By 苏剑林 | June 17, 2016
Research Background
Optical Character Recognition (OCR) refers to the process of converting text within images into computer-editable text content. Numerous researchers have studied related technologies for a long time, leading to the creation of many mature OCR technologies and products, such as Hanwang OCR, ABBYY FineReader, and Tesseract OCR. It is worth mentioning that ABBYY FineReader not only has high accuracy (including for Chinese recognition) but also preserves most of the original layout, making it a very powerful commercial OCR software. However, among the many established OCR products, except for Tesseract OCR, most are closed-source or even commercial software; we can neither embed them into our own programs nor improve upon them. The only choice for open source is Google's Tesseract OCR, but its recognition performance is not particularly good, and its Chinese recognition accuracy is relatively low, requiring further improvement. In summary, whether for academic research or practical application, it is necessary to explore and improve OCR technology.
Our team has divided the complete OCR system into four aspects: "feature extraction," "text localization," "optical recognition," and "language model," solving them step by step to eventually complete a usable and integrated OCR system for printed text. This system can be preliminarily used for image text recognition on platforms such as e-commerce and WeChat to verify the authenticity of information.
Research Assumptions
In this article, we assume that the text portions of the images have the following characteristics:
- We assume the image fonts to be recognized are relatively standard printed fonts, such as Songti, Heiti, Kaiti, Xingshu, etc.;
- There should be a relatively obvious contrast between the text and the background;
- During model design, we assume the text in the images is typeset horizontally;
- The strokes of the text should have a certain width and should not be too thin;
- The color of a single character should at most be a gradient;
- Generally, text is formed by relatively dense strokes and often exhibits a certain degree of connectivity.

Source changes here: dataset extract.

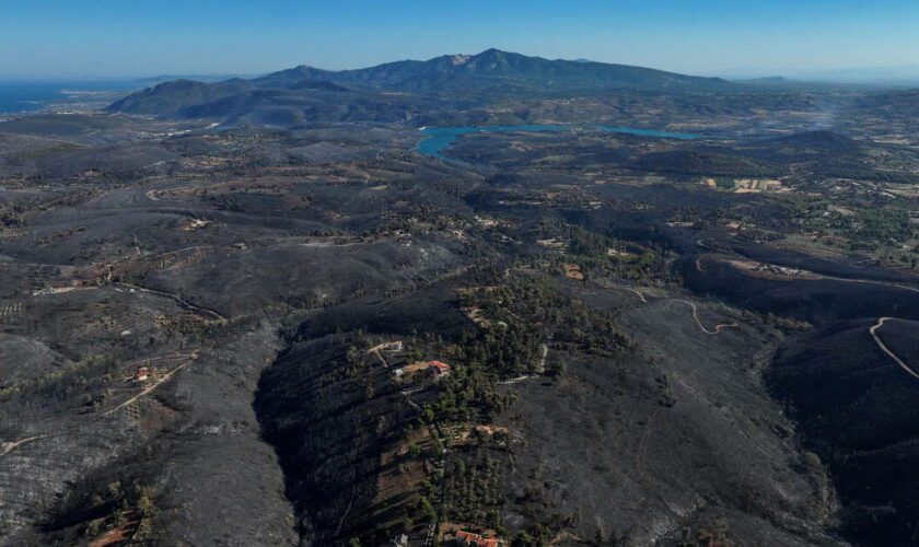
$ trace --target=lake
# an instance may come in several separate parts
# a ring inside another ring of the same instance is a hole
[[[424,127],[421,133],[424,138],[415,148],[418,153],[444,161],[455,161],[443,155],[443,151],[456,141],[461,135],[470,133],[507,133],[507,132],[561,132],[574,129],[595,130],[608,133],[638,135],[658,139],[699,139],[702,136],[675,131],[659,131],[656,129],[641,129],[624,126],[567,126],[567,125],[513,125],[513,126],[465,126],[465,127]]]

As can be seen, these characteristics are common features of typical e-commerce promotional posters and similar media, making these assumptions quite reasonable.
Analysis Flow
Figure 1: Our experimental flow chart
Experimental Platform
The experiments in this article were completed in an environment of CentOS 7 + Python 2.7. Among them, the image processing portion utilized the following extension libraries: Numpy, SciPy, Pandas, and Pillow; the convolutional neural network model utilized the following extension libraries: Keras and Theano. Specific experimental configurations will be discussed further in later sections.